3. Is het de Commissie bovendien bekend dat deze gang van zaken, waarbij veelal tekeningen en berekeningen van de constructies ontbreken, en die wellicht tot gevolg kan hebben dat in de komende tijd meerdere gebouwen geheel of gedeeltelijk zullen instorten, in Nederland inmiddels aanleiding is geweest om niet alleen door de op dit gebied verantwoordelijke gemeenten maar ook door inspecteurs van het Ministerie van Volkshuisvesting, Ruimtelijke Ordening en Milieu een controle te laten plaatsvinden op de wijze van tot stand komen en de gebruikte materialen van de gebouwen van het Van der Valk concern?

4. Is het de Commissie bekend dat ook buiten Nederland vestigingen van Van der Valk bestaan, waarvan tenminste 21 in lidstaten van de Europese Unie, te weten 13 in Duitsland (waarvan een deel aanvankelijk was gepland op grond van een contract met de voormalige DDR), 6 in België (grotendeels in Vlaanderen), 1 in Frankrijk (Saint Aygulf) en 1 in Spanje (Barcarola)?

5. Is de Commissie gezien de schaal waarop dit probleem is ontstaan en de mogelijke rampzalige gevolgen bereid om nationale en regionale autoriteiten in de betrokken lidstaten behulpzaam te zijn bij het overdragen van informatie over deze werkwijze en het op een zo kort mogelijke termijn helpen opsporen van verborgen problemen?

Antwoord van de heer Byrne namens de Commissie

(26 april 2002)

De Commissie beschikt niet over specifieke informatie betreffende de door het geachte parlementslid genoemde ongevallen en heeft daaromtrent tot nu toe nog geen mededeling of steunaanvraag gekregen van de Nederlandse autoriteiten.

De voorschriften inzake de bouw en de veiligheid van gebouwen vallen onder de bevoegdheid van de lidstaten, net zoals de onderzoeksverantwoordelijkheden bij ongevallen die te wijten zijn aan het niet naleven van deze voorschriften.

Op het gebied van de bouw is Richtlijn 89/106/EEG(1) het enige relevante instrument op Gemeenschapsniveau.
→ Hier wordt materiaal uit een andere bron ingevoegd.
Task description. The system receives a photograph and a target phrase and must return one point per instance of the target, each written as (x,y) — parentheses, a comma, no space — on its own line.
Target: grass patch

Deze richtlijn regelt echter alleen de voor de bouw bestemde producten(2) teneinde hen in de Gemeenschap in de handel te brengen. Zij bepaalt dat de lidstaten ervoor dienen te zorgen dat de gebouwen en de kunstwerken op hun grondgebied zodanig worden ontworpen en uitgevoerd dat zij de veiligheid van personen niet in gevaar brengen.
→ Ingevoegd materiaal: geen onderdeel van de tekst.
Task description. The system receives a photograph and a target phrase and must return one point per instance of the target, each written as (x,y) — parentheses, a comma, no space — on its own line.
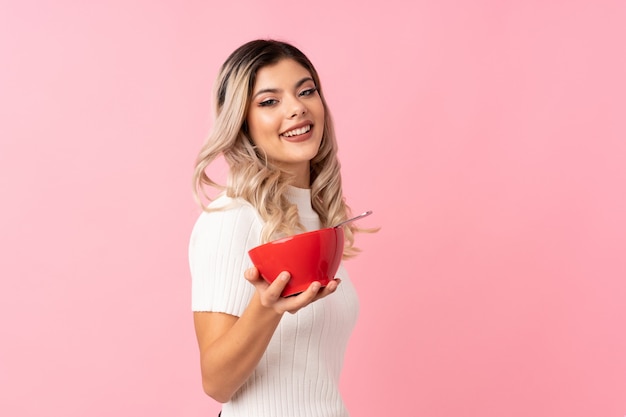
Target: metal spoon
(360,216)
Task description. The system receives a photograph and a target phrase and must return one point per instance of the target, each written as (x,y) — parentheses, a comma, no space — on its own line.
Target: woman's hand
(269,294)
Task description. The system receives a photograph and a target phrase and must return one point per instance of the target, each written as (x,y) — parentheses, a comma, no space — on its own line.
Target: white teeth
(297,132)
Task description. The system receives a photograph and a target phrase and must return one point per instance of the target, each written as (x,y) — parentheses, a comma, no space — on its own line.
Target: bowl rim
(296,236)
Hoewel deze richtlijn bij het bepalen van de essentiële eisen die van toepassing zijn op de voor de bouw bestemde producten onder meer voorziet in de mechanische weerstand en de stabiliteit van de constructies, regelt zij echter niet de veiligheid als dusdanig van de gebouwen en de andere voltooide constructies.

Bij ontstentenis van communautaire bevoegdheden inzake veiligheid van gebouwen, beschikt de Commissie niet over specifieke procedures en netwerken om de nationale en regionale autoriteiten die op dat gebied verantwoordelijk zijn te helpen, met name bij het onderzoek van risicosituaties.

(1) Richtlijn 89/106/EEG van de Raad van 21 december 1988 betreffende de onderlinge aanpassing van de wettelijke en bestuursrechtelijke bepalingen der Lid-Staten inzake voor de bouw bestemde producten PB L 40 van 11.2.1989.

(2) Producten die worden vervaardigd om blijvend deel uit te maken van bouwwerken.